Au moins 140 vols annulés à Brussels Airport ce mardi

©REUTERS

Après une longue journée de lundi marquée par des propositions et contre-propositions, les négociations se poursuivent ce mardi au sixième jour de grève. Au moins 140 vols sont annulés.

Les syndicats et la direction d'Aviapartner se sont quittés tardivement lundi soir sans accord, ont précisé les syndicats. Une action de solidarité des syndicats sera organisée mardi à 11h00 et la négociations reprendront ensuite.
    ♦ Conséquence? Au moins 140 vols à Brussels Airport sont annulés en raison de la grève.

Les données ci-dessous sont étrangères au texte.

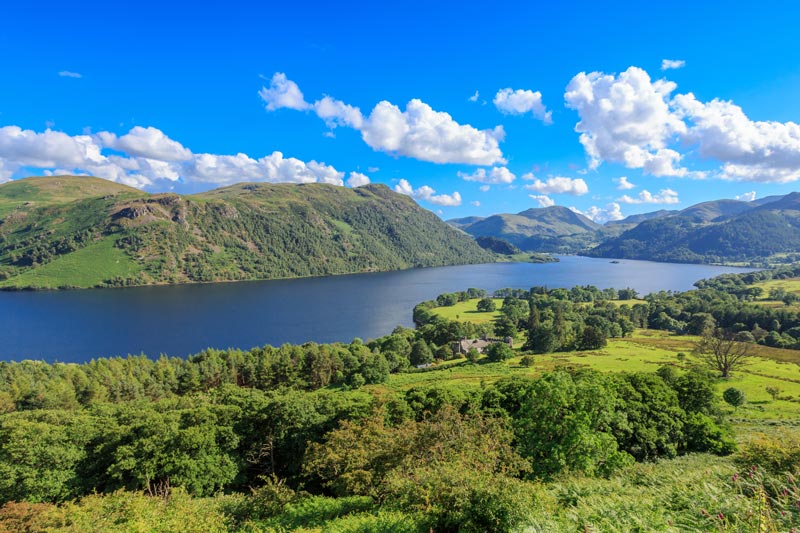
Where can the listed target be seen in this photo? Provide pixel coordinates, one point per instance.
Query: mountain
(721, 231)
(632, 220)
(84, 232)
(460, 223)
(710, 211)
(545, 229)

Pour savoir s'ils peuvent se rendre ou non à l'aéroport ce mardi, les passagers du jour sont appelés à prendre contact avec leur compagnie aérienne.

A noter qu'un tel conflit social n'est pas une première, et s'est déjà produit chez l'autre manutentionnaire, Swissport. "Il n'y a qu'une façon de changer cette situation: amener un troisième acteur à Zaventem", selon l'économiste Eddy Van de Voorde (UAntwerpen). "Cela peut amener un peu de sérénité sur le marché en décourageant les grèves, puisqu'il y a d'autres alternatives."

Des huissiers en renfort

Ce lundi, la direction a envoyé un huissier de justice afin de constater le blocage des syndicalistes de ceux qui voulaient travailler, explique Laurent Levaux, président du groupe Aviapartner.

Certains grévistes ont bloqué un véhicule d'Aviapartner afin d'empêcher un avion de Vueling de décoller, à vide, puisque les passsagers ne pouvaient pas embarquer depuis 5 jours. "Comme des cadres étaient disposés à accomplir la manoeuvre et qu'on les empêchait de travailler, Aviapartner a fait appel à un huissier. Lorsque celui-ci est arrivé, le véhicule a été débloqué et l'avion a pu partir", explique également Levaux. 

La direction d'Aviapartner a donc fait appel à un huissier afin qu'il veille au départ à vide des derniers avions immobilisés à Brussels Airport en raison de la grève. "Un huissier de justice a été appelé pour s'assurer qu'aucun incident ne se produise et que le 'pushback' des avions se déroule sans problèmes", précise un porte-parole d'Aviapartner. Le "pushback" désigne la manœuvre de recul d'un avion à l'aide d'un véhicule pendant que les moteurs sont enclenchés.

A Ostende, Aviapartner cherche un repreneur

La société Aviapartner Ostende, qui gère les bagages sur l'aéroport régional, va être soumise à une réorganisation judiciaire. L'entreprise est en perte depuis des années déjà et cherche dès lors un repreneur. Vendredi, à l'occasion d'une réunion du personnel, la direction a informé le personnel que l'entreprise allait demander lundi une réorganisation judiciaire, et se protéger ainsi de ses créanciers. Avec cette démarche, Aviapartner Ostende s'offre quelques mois pour trouver un éventuel repreneur.

Comptant une quarantaine d'employés, l'entreprise traite depuis 2011 tant le cargo que les bagages sur le site de l'aéroport ouest-flandrien. Les pertes enregistrées sont essentiellement liées à une baisse constante du volume cargo. Depuis le déménagement de ANA Aviation vers l'aéroport de Liège, la charge de travail a diminué de moitié à Ostende. En 2007, Aviapartner avait traité 110.000 tonnes de marchandises à Ostende. En 2017, il n'y en avait plus que 23.000 seulement. 

Le personnel basé à Ostende a d'ailleurs décidé de déposer un préavis de grève à l'issue d'une assemblée générale. "Nous donnons toutes ses chances à la concertation mais nous voulons garder nos options ouvertes car la coupe est pleine", déplore ainsi Birger Victor de l'ABVV, pendant flamand de la FGTB. Le préavis de grève prend effet immédiatement et pour une durée indéterminée, prévient le syndicaliste socialiste. "Cela fait des années que nous nous plaignons de la mauvaise administration chez Aviapartner. On nous promet tout mais ces promesses ne sont jamais tenues. Il y a un manque permanent de personnel et trop d'emplois intérimaires." Un avion est parfois traité avec seulement un employé permanent et six ou sept temporaires, illustre-t-il. 

 

 

J'ai eu Levaux (vive les interruptions de séances!) qui m'a dit que les huissiers sont venus pour constater le blocage par des syndicalistes de ceux qui voulaient travailler. Il n'est pas au courant du vol de chariots.